All of these reports that have been circulating in the media do stem from actual comments made by The Walking Dead producer Gale Anne Hurd when she was in attendance at the National Association of Television Executives conference in Miami. Hurd, as originally reported by Variety, made a comment at the conference that led people to believe that they had indeed toned down the violence for Season 7 on the episodes of The Walking Dead they were still in production on.

“We were able to look at the feedback on the level of violence [in The Walking Dead Season 7 premiere],” Gale Anne Hurd said at the NATPE conference. “We did tone it down for episodes we were still filming for later on in the season.”

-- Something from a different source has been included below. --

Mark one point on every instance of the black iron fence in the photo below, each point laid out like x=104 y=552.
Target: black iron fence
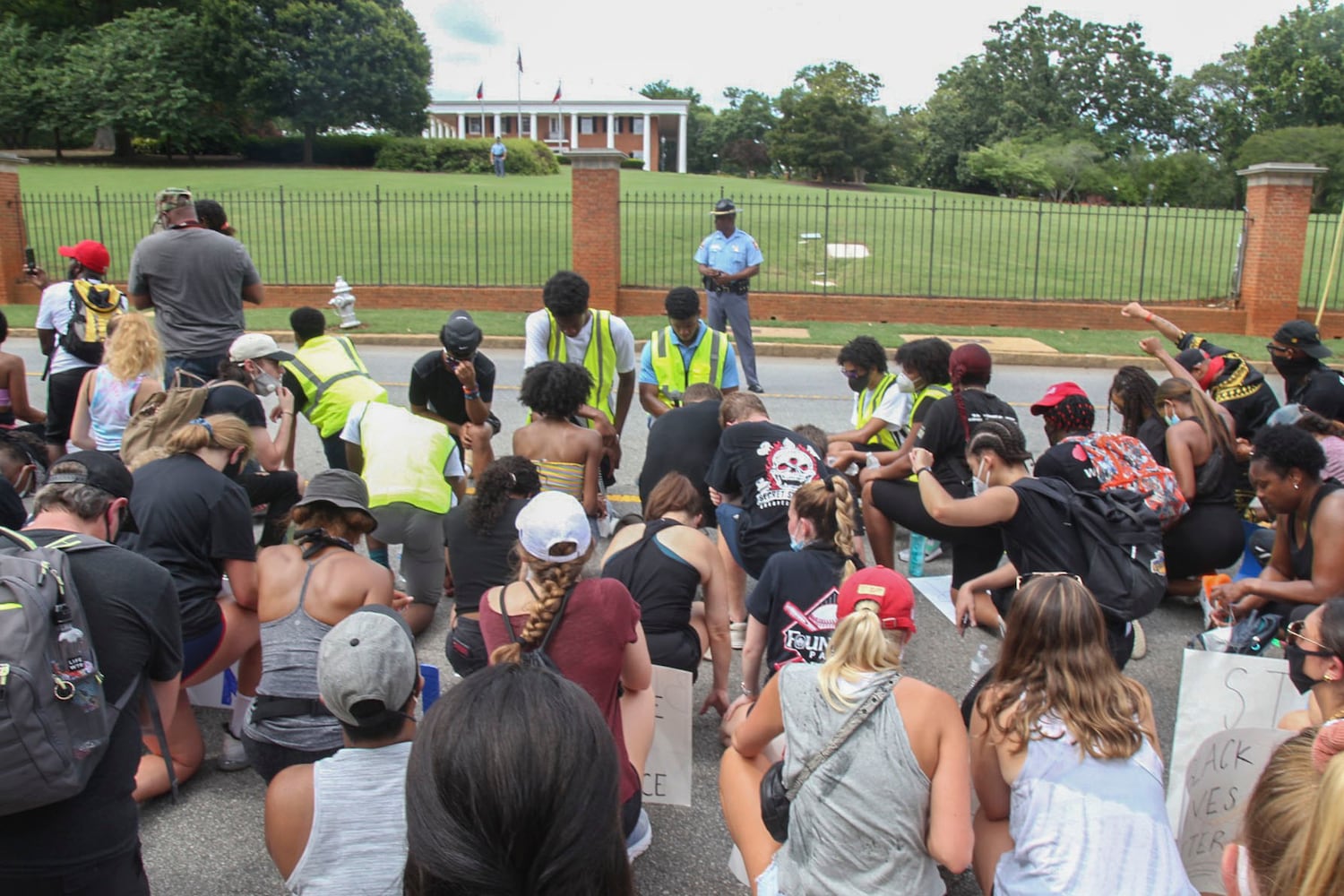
x=370 y=238
x=937 y=245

But the two most well-known executive producers for The Walking Dead, showrunner Scott Gimple and executive producer/special effects artist Greg Nicotero, told Entertainment Weekly that Hurd’s comments are not true at all.

“The violence in the [Season 7] premiere [of The Walking Dead] was pronounced for a reason. The awfulness of what happened to the characters was very specific to that episode and the beginning of this whole new story,” Scott Gimple told Entertainment Weekly. “I don’t think like that’s the base level of violence that necessarily should be on the show. It should be specific to a story and a purpose, and there was a purpose of traumatizing these characters to a point where maybe they would have been docile for the rest of their lives, which was Negan’s point. But I will say again, the violence in the [Walking Dead] premiere was for a specific narrative purpose and I would never say that that’s the baseline amount of violence that we would show on the show. If we’re ever going to see something that pronounced, there needs to be a specific narrative purpose for it.”

Fans of The Walking Dead have shown outrage on social about the recent reports. It is safe to assume that many of the fans of TWD tune into the show for that specific reason, rather than to watch a show that does not include gratuitous violence. It is after all a show about a zombie apocalypse.

That is also something that Greg Nicotero wanted to address to fans of The Walking Dead as well.

“As brutal as that episode 1 [of The Walking Dead] was, it’s still part of our storytelling bible, which is what the world is about,” Greg Nicotero told Entertainment Weekly. “I don’t think we would ever edit ourselves, and I think — even after looking at that Episode 1 again — as tough as it was for people to watch, I don’t think we would have done it any differently. I don’t think we’ll ever pull ourselves back. There is definitely a difference between violence against walkers and human on human violence, but truthfully, we’re serving our story.”

The Walking Dead returns to AMC for the second half of Season 7 on February 12.